2. A moisture-curing polyurethane hot-melt resin composition containing a urethane prepolymer (i) having an isocyanate group, The urethane prepolymer (i) is a reaction product of polyol (A) and polyisocyanate (B), The polyol (A) contains at least an alicyclic polyester polyol (a1), a crystalline polyester polyol (a2), and an aromatic polyester polyol (a3), The content of the crystalline polyester polyol (a2) is 10% by mass to 30% by mass, The content of the aromatic polyester polyol (a3) is 10% by mass to 30% by mass, A moisture-curing polyurethane hot-melt resin composition wherein the content of high molecular weight polycaprolactone polyol (a4) in the polyol (A) is less than 10% by mass.
3. A moisture-curing polyurethane hot-melt resin composition containing a urethane prepolymer (i) having an isocyanate group, The urethane prepolymer (i) is a reaction product of polyol (A) and polyisocyanate (B), The polyol (A) contains at least an alicyclic polyester polyol (a1), a crystalline polyester polyol (a2), and an aromatic polyester polyol (a3), The content of the crystalline polyester polyol (a2) is 10% by mass to 30% by mass, The content of the aromatic polyester polyol (a3) is 10% by mass to 30% by mass, A moisture-curing polyurethane hot-melt resin composition having a melt viscosity of 5 Pa·s or less at 120°C.
4. The moisture-curing polyurethane hot-melt resin composition according to any one of claims 1 to 3, wherein the alicyclic polyester polyol (a1) comprises at least an alicyclic polyester polyol (a1-1) having structural units derived from a branched aliphatic polyol and structural units derived from an alicyclic polybasic acid.
5. The moisture-curing polyurethane hot-melt resin composition according to claim 1, wherein the content of high molecular weight polycaprolactone polyol (a4) in the polyol (A) is less than 10% by mass.
6. A moisture-curable polyurethane hot-melt resin composition according to claim 1 or claim 2, wherein the melt viscosity at 120°C is 5 Pa·s or less.
7. A coating agent comprising the moisture-curing polyurethane hot-melt resin composition according to any one of claims 1 to 6.
8. An adhesive comprising the moisture-curing polyurethane hot-melt resin composition according to any one of claims 1 to 6.
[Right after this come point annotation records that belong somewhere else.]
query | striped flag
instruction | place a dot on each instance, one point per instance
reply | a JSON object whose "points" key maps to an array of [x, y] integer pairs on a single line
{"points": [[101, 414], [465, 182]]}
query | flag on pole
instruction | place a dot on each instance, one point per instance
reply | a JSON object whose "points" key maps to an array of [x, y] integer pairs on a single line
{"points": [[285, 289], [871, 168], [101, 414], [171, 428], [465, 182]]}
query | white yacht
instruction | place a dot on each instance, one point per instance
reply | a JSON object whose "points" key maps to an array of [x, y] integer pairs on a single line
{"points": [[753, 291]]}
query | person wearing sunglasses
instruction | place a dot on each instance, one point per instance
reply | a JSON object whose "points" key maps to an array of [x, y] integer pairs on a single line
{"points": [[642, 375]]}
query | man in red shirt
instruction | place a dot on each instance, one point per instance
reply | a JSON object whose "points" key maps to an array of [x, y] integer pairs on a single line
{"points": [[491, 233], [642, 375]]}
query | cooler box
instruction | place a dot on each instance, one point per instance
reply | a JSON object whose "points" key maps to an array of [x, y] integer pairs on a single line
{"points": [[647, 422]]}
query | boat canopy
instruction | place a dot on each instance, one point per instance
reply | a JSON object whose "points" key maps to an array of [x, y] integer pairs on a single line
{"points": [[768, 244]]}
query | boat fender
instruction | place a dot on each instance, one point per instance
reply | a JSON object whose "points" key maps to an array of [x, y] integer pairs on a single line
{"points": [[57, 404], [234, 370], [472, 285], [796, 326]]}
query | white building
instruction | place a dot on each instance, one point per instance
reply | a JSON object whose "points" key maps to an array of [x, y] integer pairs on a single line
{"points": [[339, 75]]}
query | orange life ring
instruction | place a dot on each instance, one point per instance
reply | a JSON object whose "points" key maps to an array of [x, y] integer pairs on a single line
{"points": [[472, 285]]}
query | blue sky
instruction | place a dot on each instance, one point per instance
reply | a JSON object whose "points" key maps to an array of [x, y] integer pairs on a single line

9. A cured product of a moisture-curing polyurethane hot-melt resin composition according to any one of claims 1 to 6.
10. An article having a cured product of a moisture-curing polyurethane hot-melt resin composition according to any one of claims 1 to 6.
11. An article having a cured product of a moisture-curing polyurethane hot-melt resin composition according to any one of claims 1 to 6 on an electronic circuit board.
12. A method for manufacturing an article, comprising spray-coating an adherend with a moisture-curing polyurethane hot-melt resin composition according to any one of claims 1 to 6.
13. The method for manufacturing an article according to claim 12, wherein the adherend is an electronic circuit board or an electronic component on the electronic circuit board.